Now, though, the directorate devotes its attention to organic repair capability and supply chain.

She pointed to a plastic-handled device on her desk used to scrape sealant off A-10 Thunderbolt aircraft. The scrapers, which look like an oversized plastic razor, were not doing the job. "We found that repairmen were improvising and using other things to scrape off" stubborn sealant that wouldn't come off with the plastic scrapers. As a result, the skin of the A-10 "Warthogs" was inadvertently being gouged.

"So we leveraged the power of the Air Force Research Laboratory and engineered a better tool," she said. And now they're working together on a robotic laster-assisted paint removal process.

"Our big activity is Complex of the Future," Ms. Tymofichuk said. The Complex of the Future is "a strategic visioning effort to define the future state -- 20 to 30 years out -- of what our organic repair facilities will look and feel like, including all support functions such as supply," she said. The Complex of the Future is a joint venture among AFSC, AFRL and the Life Cycle Management Center.

It's all in keeping with the AFSC leadership model, which focuses on people, processes and resources, she said. And as Lt. Gen. Bruce Litchfield, the AFSC commander, has said, the linchpin that binds this model together is AFSC's ability to continually improve its processes.

One of the Engineering Directorate's key objectives is to improve cost-effectiveness by maximizing a mindset of continuous process improvement.

The AFMC reorganization had an immediate, beneficial effect on EN, Ms.
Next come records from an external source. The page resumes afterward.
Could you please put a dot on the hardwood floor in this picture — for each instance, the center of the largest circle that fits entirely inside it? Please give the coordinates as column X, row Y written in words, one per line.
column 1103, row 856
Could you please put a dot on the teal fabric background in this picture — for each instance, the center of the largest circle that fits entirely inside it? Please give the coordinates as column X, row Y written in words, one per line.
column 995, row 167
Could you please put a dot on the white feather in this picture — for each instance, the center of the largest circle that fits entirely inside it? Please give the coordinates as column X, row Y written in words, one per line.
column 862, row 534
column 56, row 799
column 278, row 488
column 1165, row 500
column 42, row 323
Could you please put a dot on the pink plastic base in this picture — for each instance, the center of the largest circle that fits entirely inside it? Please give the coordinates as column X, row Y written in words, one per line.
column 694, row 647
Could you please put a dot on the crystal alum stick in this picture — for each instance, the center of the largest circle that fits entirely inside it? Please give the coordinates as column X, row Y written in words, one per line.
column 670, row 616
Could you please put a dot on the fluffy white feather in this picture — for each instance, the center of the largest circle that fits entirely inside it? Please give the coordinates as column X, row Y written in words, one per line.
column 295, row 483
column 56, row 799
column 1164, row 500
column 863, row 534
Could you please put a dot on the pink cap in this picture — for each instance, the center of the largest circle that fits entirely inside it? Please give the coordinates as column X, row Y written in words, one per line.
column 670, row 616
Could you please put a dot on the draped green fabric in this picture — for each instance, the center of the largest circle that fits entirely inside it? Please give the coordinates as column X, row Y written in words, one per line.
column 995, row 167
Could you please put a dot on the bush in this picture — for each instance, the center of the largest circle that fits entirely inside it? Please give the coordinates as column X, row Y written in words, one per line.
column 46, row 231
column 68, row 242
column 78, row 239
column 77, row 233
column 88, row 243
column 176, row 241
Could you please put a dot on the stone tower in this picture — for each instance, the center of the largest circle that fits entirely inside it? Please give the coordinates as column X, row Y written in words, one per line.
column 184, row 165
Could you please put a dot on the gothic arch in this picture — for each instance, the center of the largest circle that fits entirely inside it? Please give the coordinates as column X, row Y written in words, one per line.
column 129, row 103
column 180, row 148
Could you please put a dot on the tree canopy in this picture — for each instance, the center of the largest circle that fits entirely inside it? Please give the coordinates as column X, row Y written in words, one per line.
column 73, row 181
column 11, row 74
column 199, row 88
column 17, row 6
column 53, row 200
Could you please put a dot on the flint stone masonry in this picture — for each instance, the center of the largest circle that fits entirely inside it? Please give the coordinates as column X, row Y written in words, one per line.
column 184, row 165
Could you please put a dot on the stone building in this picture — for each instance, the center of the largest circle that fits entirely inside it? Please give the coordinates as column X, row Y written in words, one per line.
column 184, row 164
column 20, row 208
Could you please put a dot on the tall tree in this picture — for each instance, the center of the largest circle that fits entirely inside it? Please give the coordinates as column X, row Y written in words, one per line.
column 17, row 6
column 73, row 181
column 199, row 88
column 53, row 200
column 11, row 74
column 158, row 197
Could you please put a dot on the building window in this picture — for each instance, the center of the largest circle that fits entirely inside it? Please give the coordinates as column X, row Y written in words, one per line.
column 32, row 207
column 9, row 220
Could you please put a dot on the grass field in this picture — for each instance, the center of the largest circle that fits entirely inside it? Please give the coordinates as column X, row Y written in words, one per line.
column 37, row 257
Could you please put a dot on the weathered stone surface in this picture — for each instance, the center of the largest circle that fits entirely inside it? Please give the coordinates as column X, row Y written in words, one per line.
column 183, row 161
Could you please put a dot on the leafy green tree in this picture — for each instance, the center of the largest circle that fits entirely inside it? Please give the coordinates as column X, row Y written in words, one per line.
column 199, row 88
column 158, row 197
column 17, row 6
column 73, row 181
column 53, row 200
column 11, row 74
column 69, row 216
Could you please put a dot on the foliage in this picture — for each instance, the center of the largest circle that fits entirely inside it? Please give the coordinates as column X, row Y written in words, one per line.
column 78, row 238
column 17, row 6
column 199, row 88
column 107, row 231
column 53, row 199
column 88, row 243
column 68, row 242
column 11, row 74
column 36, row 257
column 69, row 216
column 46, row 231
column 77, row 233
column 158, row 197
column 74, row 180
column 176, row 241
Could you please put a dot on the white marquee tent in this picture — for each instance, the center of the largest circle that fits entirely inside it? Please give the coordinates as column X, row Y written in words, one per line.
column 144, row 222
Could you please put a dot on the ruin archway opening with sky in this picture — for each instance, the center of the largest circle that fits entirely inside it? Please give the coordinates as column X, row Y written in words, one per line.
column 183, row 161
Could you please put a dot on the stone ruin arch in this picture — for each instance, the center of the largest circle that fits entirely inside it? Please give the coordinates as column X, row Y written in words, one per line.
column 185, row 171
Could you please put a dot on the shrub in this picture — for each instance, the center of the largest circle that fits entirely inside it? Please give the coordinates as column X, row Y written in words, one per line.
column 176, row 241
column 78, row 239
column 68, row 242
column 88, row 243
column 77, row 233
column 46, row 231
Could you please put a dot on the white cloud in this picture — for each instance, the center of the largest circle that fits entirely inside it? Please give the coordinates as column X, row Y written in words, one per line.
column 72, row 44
Tymofichuk said. "We had three separate logistics centers among 12 centers in AFMC, each with different opinions, preferences, commanders and EN directorates. Now we have one voice out of five, a stronger united front." For EN, that has meant highlighting -- internally and across the AFMC -- "the world-class scientists and engineers we have," as well as the unique technical issues and needs of the organic repair and supply chain communities.

"We are world-class and we can still lean on and learn from each other," she said.
Ms. Tymofichuk emphasizes workforce development, recruitment and retention in her directorate. This emphasis "also covers the engineers in LCMC who are co-located with us under an arrangement titled 'Site Senior Functional'," she said. "We hire 100 to 150 electrical engineers each year," for example. Another EN objective is to ensure that 95 percent of all critical acquisition positions, and 85 percent of all non-critical acquisition positions, are Acquisition Professional Development Program-certified.

One of the Defense Department's initiative areas is STEM (Science, Technology, Engineering and Mathematics), she noted. "It is an important part of our mission to ensure a viable pipeline of scientists and engineers." Therefore, one person on Ms. Tymofichuk's staff at Tinker is assigned solely to STEM outreach.

Of EN's 4,500 engineers, their levels of education range as high as Ph.Ds, although the vast majority of them have a bachelor's degree. "We don't have a technical track in AFSC, so we're working with LCMC, AFMC and the Air Force Personnel Center to develop one," Ms. Tymofichuk said.

Another key EN objective, she related, is to provide sound technical advice through a reliable, agile, and responsive organization that is focused on engineering the possible.
A principal goal of EN is to provide support that helps the Air Logistics Complex produce "on time, every time." If Engineering doesn't provide timely responses, "We may impact critical path, and on-time delivery will be impacted," Ms. Tymofichuk said. "We are working with AFSC and LCMC engineers to redefine engineering support to maintenance, to include Delegated Engineering Authority to Maintenance."

Now, EN's office at Tinker AFB, as well as its operating locations at Hill AFB in Utah and Robins AFB in Georgia, are "all playing off the same sheet of music," Ms. Tymofichuk said. Across the AFSC, "We all do the same things the same way," and communications among the three sites have improved dramatically since the reorganization. "It's the AFSC Way."